Identifying and displaying hyperlinks in XUL

Thursday, January 12th, 2006

The other day I needed to identify URLs within a block of text and create hyperlinks out of them to be displayed in a XUL description element. First I looked for any XUL control that could do this for me. But there was none. So I turned to javascript to identify the URLs in the block of text while I decided to use the HTML namespace to add HTML tags in the XUL.

To identify URLs, I used a regular expression from the book Mastering Regular Expressions by Jeffrey Friedl. I split the block of text on spaces, parenthesis and hypens and used the regular expression to check if each token is a URL. While finalizing the regular expression, I also took help from this entry by Mark Szlazak. Co-incidentaly, it also refers to the book Mastering Regular Expressions. With this done, I was able to evaluate if each token was a URL.

Now I had to convert these URLs into hyperlinks and make them clickable in XUL. I was using a description element for showing the whole text.

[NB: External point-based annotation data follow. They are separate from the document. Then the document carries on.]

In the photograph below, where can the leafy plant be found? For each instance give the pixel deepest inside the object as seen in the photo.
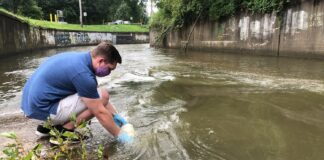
(16, 150)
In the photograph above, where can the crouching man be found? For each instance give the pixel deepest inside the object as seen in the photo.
(66, 84)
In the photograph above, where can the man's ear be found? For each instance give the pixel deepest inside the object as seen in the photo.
(101, 59)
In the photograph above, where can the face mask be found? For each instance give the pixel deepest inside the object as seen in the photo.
(102, 71)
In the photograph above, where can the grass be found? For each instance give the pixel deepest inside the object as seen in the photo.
(77, 27)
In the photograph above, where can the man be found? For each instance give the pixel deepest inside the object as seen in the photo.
(66, 84)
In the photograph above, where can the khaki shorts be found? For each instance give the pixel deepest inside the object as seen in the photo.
(67, 107)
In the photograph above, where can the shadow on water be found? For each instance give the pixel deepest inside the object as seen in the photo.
(200, 105)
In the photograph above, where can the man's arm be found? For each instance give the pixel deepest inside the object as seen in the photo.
(96, 107)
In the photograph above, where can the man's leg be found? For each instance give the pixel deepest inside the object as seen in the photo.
(87, 115)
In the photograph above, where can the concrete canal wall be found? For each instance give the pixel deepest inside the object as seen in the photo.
(18, 36)
(301, 33)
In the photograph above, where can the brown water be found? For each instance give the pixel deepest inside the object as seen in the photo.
(201, 105)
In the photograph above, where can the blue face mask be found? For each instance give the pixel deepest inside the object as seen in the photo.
(102, 71)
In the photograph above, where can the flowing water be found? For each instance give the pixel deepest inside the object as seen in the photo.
(201, 105)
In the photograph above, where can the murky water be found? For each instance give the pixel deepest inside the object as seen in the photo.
(202, 105)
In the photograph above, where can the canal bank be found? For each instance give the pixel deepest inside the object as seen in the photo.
(18, 36)
(299, 32)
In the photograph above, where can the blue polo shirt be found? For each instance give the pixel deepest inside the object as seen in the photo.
(58, 77)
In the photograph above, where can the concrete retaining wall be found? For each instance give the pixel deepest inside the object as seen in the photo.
(18, 36)
(301, 33)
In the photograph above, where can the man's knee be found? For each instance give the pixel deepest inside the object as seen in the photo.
(104, 96)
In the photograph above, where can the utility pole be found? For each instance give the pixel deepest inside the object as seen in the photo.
(151, 8)
(80, 6)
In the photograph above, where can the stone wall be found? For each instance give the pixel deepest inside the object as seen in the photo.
(18, 36)
(301, 33)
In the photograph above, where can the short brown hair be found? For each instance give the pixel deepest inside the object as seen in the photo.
(108, 51)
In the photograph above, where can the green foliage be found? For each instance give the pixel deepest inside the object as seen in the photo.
(28, 8)
(15, 150)
(179, 12)
(265, 6)
(98, 11)
(63, 150)
(77, 27)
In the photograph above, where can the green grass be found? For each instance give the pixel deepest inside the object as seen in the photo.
(77, 27)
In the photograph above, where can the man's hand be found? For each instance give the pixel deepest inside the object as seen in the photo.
(119, 120)
(126, 134)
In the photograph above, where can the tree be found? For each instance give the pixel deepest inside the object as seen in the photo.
(27, 8)
(30, 9)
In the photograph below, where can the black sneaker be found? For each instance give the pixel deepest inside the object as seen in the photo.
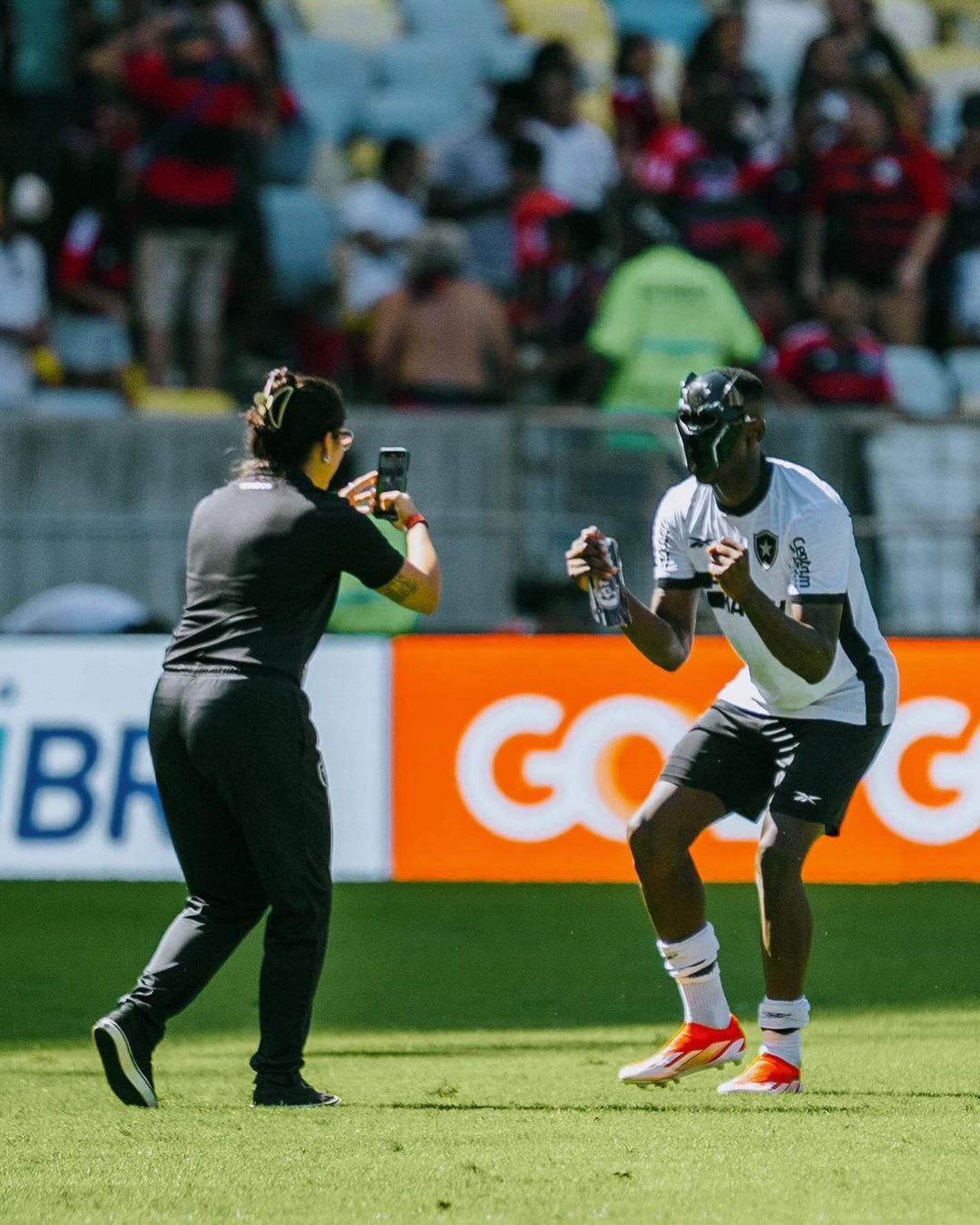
(126, 1057)
(289, 1091)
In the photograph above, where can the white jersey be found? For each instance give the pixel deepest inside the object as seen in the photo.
(801, 549)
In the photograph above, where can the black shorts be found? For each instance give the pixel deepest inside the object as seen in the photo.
(808, 769)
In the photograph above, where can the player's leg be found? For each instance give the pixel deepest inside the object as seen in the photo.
(811, 799)
(661, 838)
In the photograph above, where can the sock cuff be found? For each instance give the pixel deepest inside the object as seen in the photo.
(784, 1014)
(685, 958)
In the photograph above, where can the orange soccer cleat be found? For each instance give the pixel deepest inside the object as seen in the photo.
(766, 1073)
(692, 1049)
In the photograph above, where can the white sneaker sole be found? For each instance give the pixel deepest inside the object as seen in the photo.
(730, 1053)
(766, 1088)
(122, 1071)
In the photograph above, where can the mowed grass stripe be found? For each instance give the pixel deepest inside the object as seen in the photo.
(480, 1108)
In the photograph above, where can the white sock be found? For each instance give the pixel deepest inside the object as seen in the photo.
(692, 963)
(704, 1000)
(784, 1014)
(787, 1046)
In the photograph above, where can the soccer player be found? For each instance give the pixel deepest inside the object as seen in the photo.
(788, 740)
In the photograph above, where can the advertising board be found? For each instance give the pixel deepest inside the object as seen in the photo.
(522, 760)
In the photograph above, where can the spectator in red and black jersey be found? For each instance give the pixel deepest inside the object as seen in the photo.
(877, 211)
(707, 179)
(963, 242)
(91, 333)
(633, 104)
(533, 209)
(835, 359)
(718, 62)
(201, 111)
(870, 52)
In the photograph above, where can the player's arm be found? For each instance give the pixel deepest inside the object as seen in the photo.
(664, 631)
(804, 640)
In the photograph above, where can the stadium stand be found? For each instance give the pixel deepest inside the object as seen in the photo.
(921, 381)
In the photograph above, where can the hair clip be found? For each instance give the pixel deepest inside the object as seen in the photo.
(272, 405)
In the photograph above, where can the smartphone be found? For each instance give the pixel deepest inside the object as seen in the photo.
(392, 475)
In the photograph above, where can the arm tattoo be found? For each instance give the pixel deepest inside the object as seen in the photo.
(401, 588)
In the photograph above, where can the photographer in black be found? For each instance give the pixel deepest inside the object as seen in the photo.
(234, 750)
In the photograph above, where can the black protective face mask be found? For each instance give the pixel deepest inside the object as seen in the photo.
(708, 433)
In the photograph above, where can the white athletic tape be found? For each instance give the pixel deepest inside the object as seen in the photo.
(784, 1014)
(685, 958)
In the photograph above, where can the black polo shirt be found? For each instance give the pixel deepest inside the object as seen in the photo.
(265, 556)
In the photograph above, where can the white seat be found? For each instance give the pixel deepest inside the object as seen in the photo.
(407, 111)
(921, 381)
(301, 231)
(322, 63)
(508, 56)
(472, 20)
(965, 367)
(778, 35)
(369, 24)
(427, 62)
(910, 22)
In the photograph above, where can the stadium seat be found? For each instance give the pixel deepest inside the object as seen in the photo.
(287, 157)
(965, 367)
(406, 111)
(75, 402)
(471, 20)
(301, 230)
(584, 24)
(325, 64)
(910, 22)
(368, 24)
(778, 34)
(332, 114)
(424, 63)
(675, 21)
(921, 381)
(508, 56)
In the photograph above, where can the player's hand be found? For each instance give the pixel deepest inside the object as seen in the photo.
(728, 565)
(401, 503)
(360, 493)
(587, 556)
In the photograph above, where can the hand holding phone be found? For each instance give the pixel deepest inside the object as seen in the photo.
(392, 476)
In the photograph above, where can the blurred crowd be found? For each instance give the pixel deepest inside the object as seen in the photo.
(542, 256)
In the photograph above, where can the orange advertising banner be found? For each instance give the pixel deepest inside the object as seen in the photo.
(522, 760)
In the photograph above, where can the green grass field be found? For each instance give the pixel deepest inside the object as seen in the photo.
(475, 1033)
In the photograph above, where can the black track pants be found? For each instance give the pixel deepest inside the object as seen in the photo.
(247, 804)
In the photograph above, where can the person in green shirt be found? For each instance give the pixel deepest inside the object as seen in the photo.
(663, 314)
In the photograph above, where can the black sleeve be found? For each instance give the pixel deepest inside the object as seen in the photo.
(365, 553)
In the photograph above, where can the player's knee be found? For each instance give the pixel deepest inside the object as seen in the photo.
(651, 843)
(778, 864)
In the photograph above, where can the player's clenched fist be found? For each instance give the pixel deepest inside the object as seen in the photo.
(728, 565)
(587, 556)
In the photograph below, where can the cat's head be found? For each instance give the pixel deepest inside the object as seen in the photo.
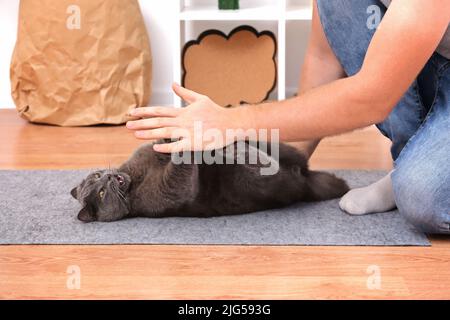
(103, 196)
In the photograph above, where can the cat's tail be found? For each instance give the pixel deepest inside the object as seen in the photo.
(325, 186)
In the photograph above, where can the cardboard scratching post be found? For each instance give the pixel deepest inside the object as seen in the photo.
(234, 69)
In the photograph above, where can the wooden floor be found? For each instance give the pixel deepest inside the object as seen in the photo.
(251, 272)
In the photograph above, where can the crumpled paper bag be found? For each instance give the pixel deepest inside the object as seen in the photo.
(80, 62)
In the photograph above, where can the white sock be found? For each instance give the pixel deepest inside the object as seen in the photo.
(378, 197)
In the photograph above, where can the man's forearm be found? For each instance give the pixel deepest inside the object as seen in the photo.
(308, 116)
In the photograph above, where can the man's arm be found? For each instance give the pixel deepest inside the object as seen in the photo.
(407, 37)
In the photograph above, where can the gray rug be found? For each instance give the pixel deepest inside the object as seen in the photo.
(36, 208)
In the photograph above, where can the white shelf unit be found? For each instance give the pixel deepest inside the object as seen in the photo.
(278, 11)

Since the text could be long and should wrap to multiple lines, I chose not to use the value attribute but rather add the text as value of the description tag. To do so dynamically, here’s what I did:

  • First I added the correct html namespace by including the following attribute to the window element:

xmlns:html=”http://www.w3.org/1999/xhtml”

  • Then I added the description element:

var descNode = document.createElement(”description”);

  • Subsequently add the block of text (remember I split it into tokens) one token at a time

var txtNode = document.createTextNode(token);
descNode.appendChild(txtNode);

  • The above works for adding plain text. Now to add a hyper link, the following code snippet was used to add tokens that were identified as hyperlinks:

var linkNode = document.createElementNS(”http://www.w3.org/1999/xhtml”,”a”);
linkNode.setAttribute(”href”, token);
linkNode.setAttribute(”target”, “_blank”);
link.setAttribute(”style”, “color: rgb(0,0,255); text-decoration:underline”);
var txtNode = document.createTextNode(token);
linkNode.appendChild(token);
descNode.appendChild(linkNode);

And here is how it looks:

Hyperlinks

If we were to print the XUL DOM tree, it would look like:

<vbox id=”box_id_1″ flex=”1″ style=”overflow: auto”>
<description>
This is normal text, but this link: <html:a xhref=http://www.example.com/>http://www.example.com/</html:a>
is a URL that would be converted to a hyper link.